Government policy is determined, ultimately, by the distribution of preferences amongst the citizenry. Citizens are rationally ignorant and sometimes rationally irrational and therefore do not find it worthwhile to process information about the true effects of policy, allowing interest groups to reduce total welfare. Despite the presence of brilliant ideas in economic science to explain this unpleasant phenomenon, it has proved impossible to eliminate. This essay argues that those who hope for advocacy to make people aware that current politicians live on government failure and should be replaced miss the point that government failure is precisely the result of individually rational, maximizing behaviour.

Unfortunately, changing the incentives which voters face is impossible. While it would be good if everyone realized that a state which is somehow restrained from imposing tariffs or pouring money on doomed industries, if the penny is yet to drop given what we know, chances are it never will.

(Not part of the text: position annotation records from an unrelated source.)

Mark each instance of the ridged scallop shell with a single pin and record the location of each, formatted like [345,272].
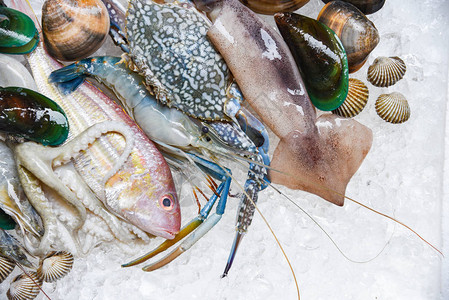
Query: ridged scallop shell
[270,7]
[356,100]
[74,29]
[357,33]
[393,108]
[55,266]
[386,71]
[23,288]
[6,267]
[365,6]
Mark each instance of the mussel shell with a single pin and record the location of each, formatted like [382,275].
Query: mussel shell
[393,108]
[357,33]
[55,266]
[24,288]
[18,35]
[356,100]
[365,6]
[270,7]
[6,267]
[28,114]
[386,71]
[6,222]
[320,57]
[74,30]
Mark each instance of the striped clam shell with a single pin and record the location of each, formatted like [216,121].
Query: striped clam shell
[55,266]
[386,71]
[6,267]
[393,108]
[24,287]
[355,101]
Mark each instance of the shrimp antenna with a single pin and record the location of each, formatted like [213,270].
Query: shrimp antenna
[268,225]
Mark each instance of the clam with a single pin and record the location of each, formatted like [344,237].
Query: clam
[365,6]
[270,7]
[31,115]
[393,108]
[6,267]
[320,57]
[18,35]
[386,71]
[358,34]
[74,29]
[55,266]
[355,101]
[24,287]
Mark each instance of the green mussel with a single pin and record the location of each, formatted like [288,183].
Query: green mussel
[28,114]
[320,57]
[18,35]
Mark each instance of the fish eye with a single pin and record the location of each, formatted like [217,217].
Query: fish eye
[167,202]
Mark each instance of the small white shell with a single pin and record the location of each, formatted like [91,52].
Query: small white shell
[355,101]
[386,71]
[6,267]
[393,108]
[55,266]
[23,288]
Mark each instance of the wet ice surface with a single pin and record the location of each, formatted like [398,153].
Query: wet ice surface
[402,176]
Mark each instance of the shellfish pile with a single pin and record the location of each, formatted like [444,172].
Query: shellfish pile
[98,273]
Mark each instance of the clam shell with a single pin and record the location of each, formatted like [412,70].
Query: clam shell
[270,7]
[74,30]
[6,267]
[357,33]
[386,71]
[365,6]
[393,108]
[55,266]
[356,100]
[23,288]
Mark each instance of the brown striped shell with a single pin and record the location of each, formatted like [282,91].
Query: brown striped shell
[270,7]
[357,33]
[386,71]
[6,267]
[393,108]
[24,288]
[355,101]
[55,266]
[74,29]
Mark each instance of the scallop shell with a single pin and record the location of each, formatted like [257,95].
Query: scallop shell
[356,100]
[365,6]
[74,29]
[393,108]
[55,266]
[386,71]
[270,7]
[6,267]
[23,288]
[357,33]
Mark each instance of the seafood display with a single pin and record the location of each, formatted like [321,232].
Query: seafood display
[357,33]
[393,108]
[74,30]
[320,57]
[270,7]
[386,71]
[18,35]
[366,6]
[88,148]
[355,101]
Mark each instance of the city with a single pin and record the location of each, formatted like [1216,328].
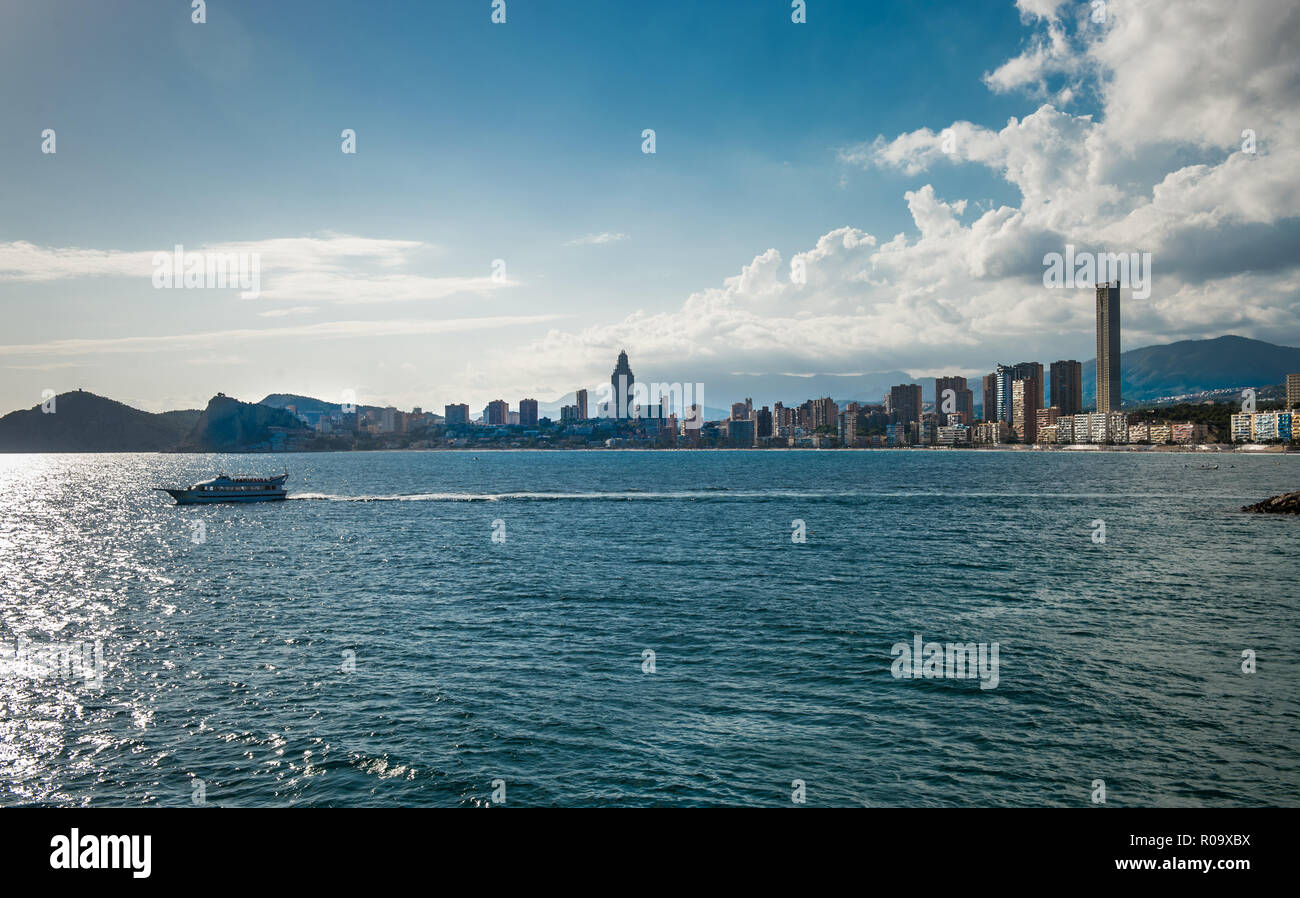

However, this does not mean that improvement is beyond this world. Rather than hope for the impossible, one might take solace in the fact that the frontiers of civilization are yet likely to expand and bring along competition between different forms of organizing economic life. Developments may not come quickly, but reasonable hope, even if low, is better than empty promise.

References

Bastiat, Frédéric, Economic Sophisms, (1996 [1845]), Foundation for Economic Education.

Bastiat, Frédéric, Selected Essays on Political Economy, (1995 [1848]), Foundation for Economic Education.

Baugus, Brian, ‘Fredéric Bastiat: Libertarian Challenger or Political Bargainer?,’ The Independent Review, Vol. XII, No. 4, Spring 2008, pp. 575–589.

Burkhauser, Richard; Couch, Kenneth; and Wittenburg, David, ‘A Reassessment of the New Economics of the Minimum Wage Literature with Monthly Data from the Current Population Survey,’ Journal of Labor Economics, Vol. 18, No. 4 (October, 2000), pp. 653–680.

Caplan, Bryan, The Myth of the Rational Voter, (2007), Princeton University Press.

Friedman, Patri, ‘Beyond Folk Activism,’ CATO Unbound, Lead Essay, April 6th, 2009, available at http://www.cato-unbound.org/2009/04/06/patri-friedman/beyond-folk-activism/.

Olson, Mancur, The Rise and Decline of Nations: Economic Growth, Stagflation, and Social Rigidities, (1982), Yale University Press.

Posner, Richard A, Economic Analysis of Law (2nd ed.), (1977), Little, Brown and Company.

Stigler, George; ‘Director’s Law of Public Income Redistribution,’ Journal of Law and Economics, Vol. 13, (April, 1970), pp. 1–10.

Tiebout, Charles; ‘A Pure Theory of Local Expenditures,’ Journal of Political Economy, Vol. 64, No. 5, (1956), pp. 416–24.

Tullock, Gordon, ‘The Rhetoric and Reality of Redistribution,’ Southern Economic Journal, Vol. 47, No. 4, (April, 1981), pp. 895–907.

Tullock, Gordon, Toward a Mathematics of Politics, (1967), University of Michigan Press.